Sunday, December 6, 2009

In The Beginning...

When you meet someone and feel like you could possibly have some chemistry with them, it's a wonderful feeling. I have been single for about nine months now and I haven't met someone that I have felt is worth pursuing since then. The last few months, some old friends of mine and I have been hanging out a lot more and I began to get to know one of them more than I have ever before. She is a very motivated girl that doesn't have to fit in like all other girls and knows what she wants out of life. I find it difficult to find a girl like that these days and that definitely caught my interest.

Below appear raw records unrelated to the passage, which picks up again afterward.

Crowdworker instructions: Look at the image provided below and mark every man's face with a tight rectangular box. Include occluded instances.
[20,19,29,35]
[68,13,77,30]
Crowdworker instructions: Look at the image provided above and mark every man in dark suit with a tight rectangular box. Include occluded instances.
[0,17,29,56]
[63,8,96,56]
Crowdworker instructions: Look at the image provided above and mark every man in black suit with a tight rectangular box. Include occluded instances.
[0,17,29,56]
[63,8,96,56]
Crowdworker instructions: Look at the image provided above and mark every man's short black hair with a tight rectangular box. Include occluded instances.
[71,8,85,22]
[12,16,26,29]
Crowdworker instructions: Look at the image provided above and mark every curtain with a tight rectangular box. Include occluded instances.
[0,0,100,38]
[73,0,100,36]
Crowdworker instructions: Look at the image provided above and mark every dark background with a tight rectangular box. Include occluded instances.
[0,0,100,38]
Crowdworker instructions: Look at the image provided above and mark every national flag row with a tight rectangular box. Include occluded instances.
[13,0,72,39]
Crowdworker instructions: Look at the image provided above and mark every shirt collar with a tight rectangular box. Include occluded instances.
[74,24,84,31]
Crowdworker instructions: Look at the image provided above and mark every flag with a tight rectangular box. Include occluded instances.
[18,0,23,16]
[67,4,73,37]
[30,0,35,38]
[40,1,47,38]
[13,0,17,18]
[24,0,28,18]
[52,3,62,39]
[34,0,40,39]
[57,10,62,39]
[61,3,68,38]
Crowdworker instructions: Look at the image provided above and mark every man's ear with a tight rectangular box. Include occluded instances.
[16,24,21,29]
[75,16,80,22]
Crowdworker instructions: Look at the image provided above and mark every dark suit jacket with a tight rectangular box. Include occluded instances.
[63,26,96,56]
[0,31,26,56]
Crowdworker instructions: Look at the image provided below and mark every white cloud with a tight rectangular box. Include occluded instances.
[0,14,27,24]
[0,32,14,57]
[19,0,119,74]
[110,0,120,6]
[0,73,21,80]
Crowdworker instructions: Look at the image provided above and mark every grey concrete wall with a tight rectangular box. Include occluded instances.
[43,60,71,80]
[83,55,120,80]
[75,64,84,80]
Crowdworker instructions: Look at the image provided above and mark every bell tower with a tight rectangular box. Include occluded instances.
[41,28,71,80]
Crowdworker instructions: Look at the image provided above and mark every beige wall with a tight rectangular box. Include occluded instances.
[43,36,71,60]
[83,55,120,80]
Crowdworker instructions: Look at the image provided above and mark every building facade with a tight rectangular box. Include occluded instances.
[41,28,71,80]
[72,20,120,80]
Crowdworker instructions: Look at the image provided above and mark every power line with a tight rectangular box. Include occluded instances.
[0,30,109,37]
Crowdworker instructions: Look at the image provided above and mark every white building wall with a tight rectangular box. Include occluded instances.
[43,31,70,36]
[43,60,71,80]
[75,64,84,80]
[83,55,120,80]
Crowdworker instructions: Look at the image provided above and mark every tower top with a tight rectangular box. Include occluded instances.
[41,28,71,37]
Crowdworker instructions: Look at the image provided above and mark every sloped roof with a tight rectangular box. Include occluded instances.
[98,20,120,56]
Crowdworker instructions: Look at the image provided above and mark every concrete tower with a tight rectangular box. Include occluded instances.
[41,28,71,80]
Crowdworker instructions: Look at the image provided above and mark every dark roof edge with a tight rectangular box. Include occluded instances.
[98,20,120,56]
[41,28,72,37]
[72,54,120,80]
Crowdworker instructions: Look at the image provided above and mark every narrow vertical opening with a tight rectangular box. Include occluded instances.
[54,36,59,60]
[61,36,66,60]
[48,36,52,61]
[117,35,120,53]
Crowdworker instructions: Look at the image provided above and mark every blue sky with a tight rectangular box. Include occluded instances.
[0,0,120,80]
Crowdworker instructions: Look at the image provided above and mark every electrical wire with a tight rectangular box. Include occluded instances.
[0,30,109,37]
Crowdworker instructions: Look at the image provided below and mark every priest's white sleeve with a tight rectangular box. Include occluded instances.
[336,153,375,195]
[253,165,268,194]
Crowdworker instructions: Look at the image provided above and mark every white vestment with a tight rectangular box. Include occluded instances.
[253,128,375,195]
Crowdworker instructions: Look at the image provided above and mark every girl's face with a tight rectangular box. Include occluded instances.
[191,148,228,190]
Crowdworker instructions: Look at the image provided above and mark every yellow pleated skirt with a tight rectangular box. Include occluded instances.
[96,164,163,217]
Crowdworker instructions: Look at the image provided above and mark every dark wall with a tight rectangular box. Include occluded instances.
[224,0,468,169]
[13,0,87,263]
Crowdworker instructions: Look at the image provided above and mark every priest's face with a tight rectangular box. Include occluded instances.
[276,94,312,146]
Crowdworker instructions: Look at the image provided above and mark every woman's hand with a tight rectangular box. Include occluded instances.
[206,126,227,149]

Friends began to tease us about the possibility of something happening and I was hoping to get to know her some more too. After one night of all of us going out, I didn't want to rush things or come on too strong so I made sure I was careful about what I might say or do. I sent her a text message one day just saying hello and to have a great day at work. Then, a few days later I invited her to come study with me and some of our friends. I didn't want to get too personal with her until I felt like I knew her well enough. Well, a friend of hers ended up telling me that she felt so pressured by me and that I was constantly trying to get a hold of her. I couldn't believe this! I hadn't done anything yet!

After all of this, it made it clear to me that this girl was definitely not the girl for me and I was very happy that I didn't try to hard to go after a girl that seems to be THAT anti-social. I'm sure that we'll still hang out with our friends together and everything but I will definitely not show any desire for anything beyond friendship for sure.